Fenris se inclinó junto al manantial con gesto irritado.
—Maldita sea -gruñó-. Hemos vuelto a llegar tarde. ¿Cómo es posible?
Kai miraba a su alrededor batiendo ligeramente las alas con nerviosismo.
—Con lo que nos ha costado llegar hasta aquí -suspiró-. ¿Qué hacemos ahora?
Fenris alzó la cabeza, arrugó la nariz y husmeó en el aire.
—Hace horas que se ha marchado -dijo-. ¡Y ese olor a fantasma...!
—No sabía que los fantasmas oliesen a algo -comentó Kai, algo molesto.
—Es más que un olor. Es... no sé. Digamos que cualquier espíritu deja una especie de rastro tras de sí, solamente perceptible por criaturas con los sentidos muy agudizados. De todas formas, es algo muy leve. Por eso me sorprende tanto captarlo con tanta claridad. No recuerdo haber sentido nada parecido desde... -miró a Kai, frunciendo el ceño-, desde que tú rondabas por la Torre como espíritu, pegado a los talones de Dana.
Kai le devolvió una mirada perpleja.
—¿De veras podías percibirme? Nunca dijiste nada.

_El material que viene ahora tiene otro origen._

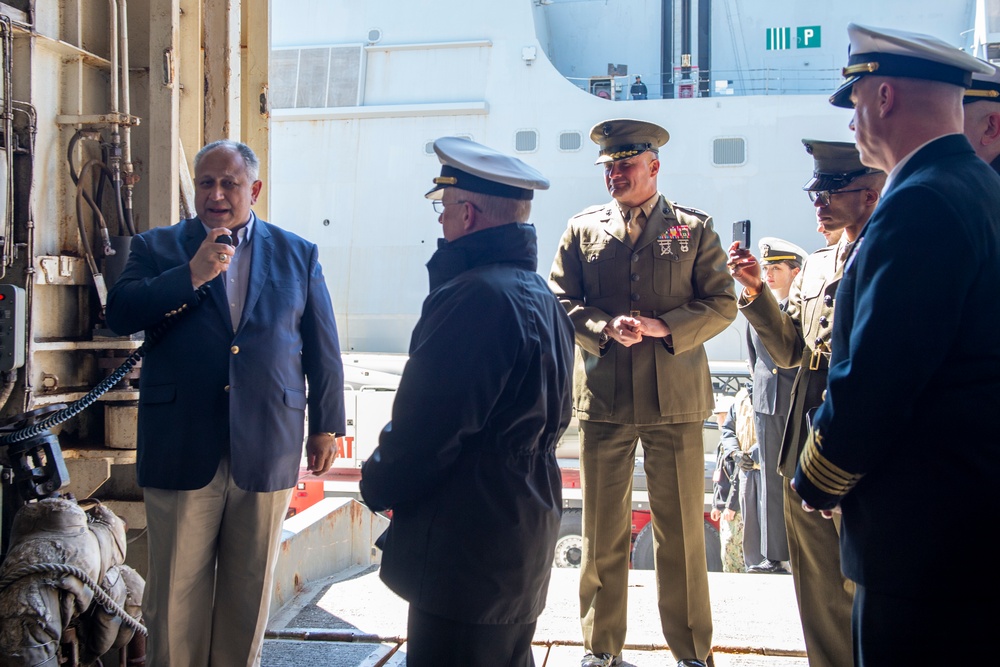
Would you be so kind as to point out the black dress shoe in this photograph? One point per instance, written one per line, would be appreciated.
(767, 567)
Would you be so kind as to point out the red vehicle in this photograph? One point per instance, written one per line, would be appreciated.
(569, 546)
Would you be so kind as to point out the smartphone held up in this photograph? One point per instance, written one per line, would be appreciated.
(741, 233)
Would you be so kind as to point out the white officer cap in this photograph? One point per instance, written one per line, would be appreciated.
(477, 168)
(621, 138)
(888, 52)
(774, 250)
(985, 87)
(723, 403)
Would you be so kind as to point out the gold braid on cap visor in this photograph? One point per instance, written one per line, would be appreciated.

—En realidad no, dado que entonces solo me transformaba en lobo las noches de luna llena. Bajo mi forma élfica, mis sentidos no eran nada comparados con lo que son ahora, después de haber pasado tanto tiempo metamorfoseado en lobo. Pero hubo una vez que sí percibí tu presencia... una noche, en el bosque, bajo la luna llena, cuando buscábamos al unicornio...
—No sigas -se estremeció Kai-. Lo recuerdo.
—No he olvidado esa sensación, ese... llamémoslo «olor». El olor de un espíritu que ha cruzado la barrera del mundo de los muertos.
—Eso solo puede significar que Dana ha realizado un conjuro de vinculación con un espíritu y lo ha traído a este plano -murmuró Kai-. Pero, ¿de quién se trata? ¿Y por qué lo haría?
—Solo hay una manera de averiguarlo, Kai. Pero, lamentablemente, no tengo ni la más remota idea de dónde puede haber ido Dana ahora. No sé qué conjuro piensa utilizar para devolverte tu cuerpo.
—Antes has dicho que, fuera el que fuese, necesitaría tres cosas por encima de todo -recordó Kai-: restos de mi cuerpo, agua de vida y... sangre de fénix.
—Sí, bien, pero ni siquiera yo sabría dónde encontrar sangre de fénix si la necesitase. Es una sustancia muy preciada y escasa. Por no hablar del hecho de que pocos magos tendrían agallas para matar a un ave fénix. Son criaturas maravillosas, hechas de fuego y luz.
—Bien, bien, entonces parece que estamos en una encrucijada. ¿Adónde vamos ahora?
De nuevo, Fenris husmeó en el aire.
—Puedo seguir su rastro si se ha ido andando, o a caballo. Pero lo dudo. El Momento se acerca, y ella tiene prisa. Habrá empleado medios mágicos y... ¡espera!
Se levantó de un salto y rebuscó en sus saquillos. Cuando encontró lo que buscaba se plantó junto al manantial y cerró los ojos para concentrarse. Lentamente, alzó las manos frente a él, llenas de una extraña sustancia brillante. Comenzó entonces a murmurar las palabras de un hechizo, mientras dejaba caer poco a poco entre sus dedos aquel polvo reluciente.
Cuando terminó, nada parecía haber cambiado, salvo el hecho de que había un pequeño montón de polvo brillante a los pies del mago elfo.